For voters leaning toward other candidates, their best chance ever of unseating the P.R.I. was palpable.

“Today there is hope; I think there really is a chance, because people are fed up,” said Salvador Albino, 47, a chauffeur for an affluent family who was planning to vote in the municipality of Naucalpan. “We need something different, we need something new.”

The state wraps around Mexico City and, with more than 16 million inhabitants, it has absorbed most of the region’s population growth in recent decades. In some ways it is a microcosm of the country, embodying its extreme socioeconomic inequality, soaring corruption and rampant crime.

These problems have been a drag on Mr. del Mazo’s campaign, which has also been burdened by the unpopular performance of Mr. Peña Nieto.
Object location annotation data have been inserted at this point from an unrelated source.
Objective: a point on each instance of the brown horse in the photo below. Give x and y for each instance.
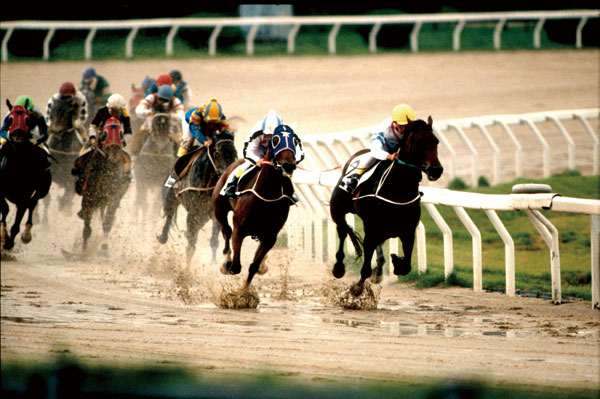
(261, 208)
(388, 203)
(103, 181)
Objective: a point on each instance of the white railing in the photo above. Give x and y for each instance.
(312, 225)
(500, 19)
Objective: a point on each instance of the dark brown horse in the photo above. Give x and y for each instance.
(261, 208)
(388, 203)
(198, 172)
(103, 181)
(25, 177)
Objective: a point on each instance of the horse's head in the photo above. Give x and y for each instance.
(224, 153)
(282, 149)
(420, 148)
(18, 118)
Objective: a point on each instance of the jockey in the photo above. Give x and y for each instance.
(66, 100)
(201, 124)
(384, 144)
(163, 101)
(256, 148)
(115, 107)
(97, 84)
(148, 85)
(36, 122)
(183, 91)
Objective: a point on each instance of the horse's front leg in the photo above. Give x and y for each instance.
(170, 204)
(266, 243)
(365, 271)
(378, 277)
(402, 265)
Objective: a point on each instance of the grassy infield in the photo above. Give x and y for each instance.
(532, 255)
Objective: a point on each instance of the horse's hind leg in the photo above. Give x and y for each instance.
(378, 276)
(170, 204)
(16, 227)
(402, 265)
(265, 246)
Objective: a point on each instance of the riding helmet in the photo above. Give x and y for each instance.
(402, 114)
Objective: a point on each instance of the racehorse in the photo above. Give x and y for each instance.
(261, 208)
(102, 182)
(388, 202)
(64, 145)
(154, 159)
(198, 172)
(24, 175)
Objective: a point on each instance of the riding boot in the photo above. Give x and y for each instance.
(231, 188)
(350, 184)
(288, 189)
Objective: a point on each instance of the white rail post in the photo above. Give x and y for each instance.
(291, 41)
(544, 143)
(578, 33)
(537, 43)
(447, 234)
(509, 251)
(170, 38)
(129, 42)
(456, 34)
(518, 149)
(476, 239)
(88, 44)
(47, 40)
(595, 147)
(250, 39)
(567, 137)
(595, 251)
(475, 155)
(414, 37)
(421, 248)
(373, 37)
(212, 41)
(498, 34)
(332, 37)
(550, 236)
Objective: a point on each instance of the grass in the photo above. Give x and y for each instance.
(150, 43)
(532, 256)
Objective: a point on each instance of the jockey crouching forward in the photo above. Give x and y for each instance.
(67, 110)
(37, 130)
(163, 101)
(384, 144)
(201, 125)
(116, 107)
(255, 150)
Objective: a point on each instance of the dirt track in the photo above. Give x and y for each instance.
(142, 305)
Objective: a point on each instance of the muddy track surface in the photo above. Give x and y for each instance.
(143, 304)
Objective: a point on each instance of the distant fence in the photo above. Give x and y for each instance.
(499, 19)
(325, 154)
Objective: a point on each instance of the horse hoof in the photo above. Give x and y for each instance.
(401, 266)
(162, 239)
(356, 289)
(377, 279)
(338, 270)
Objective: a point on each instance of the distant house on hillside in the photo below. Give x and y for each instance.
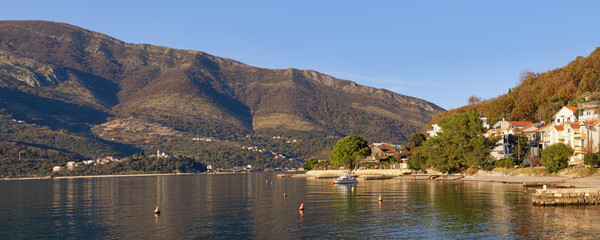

During the campaign, Ms. Gómez and the other opposition candidates have repeatedly sought to cast the race for governor of the State of Mexico as a referendum on the P.R.I.’s overall leadership.

They urged voters to break the party’s dynastic control as the best way of ridding the state — and by extension, the nation — of corruption and finally curbing rampant violence.

In a poll published last week in the Reforma newspaper, a majority of respondents said it was time for another party to run the state, and nearly half said they would “never” vote for Mr. del Mazo.

But Mr. del Mazo stands to gain from the fractured opposition: In addition to Ms. Gómez, there are several other challengers on the ballot, including Josefina Vázquez Mota, of the conservative National Action Party, and Juan Zepeda, of the leftist Democratic Revolution Party, though both polled well behind the front-runners.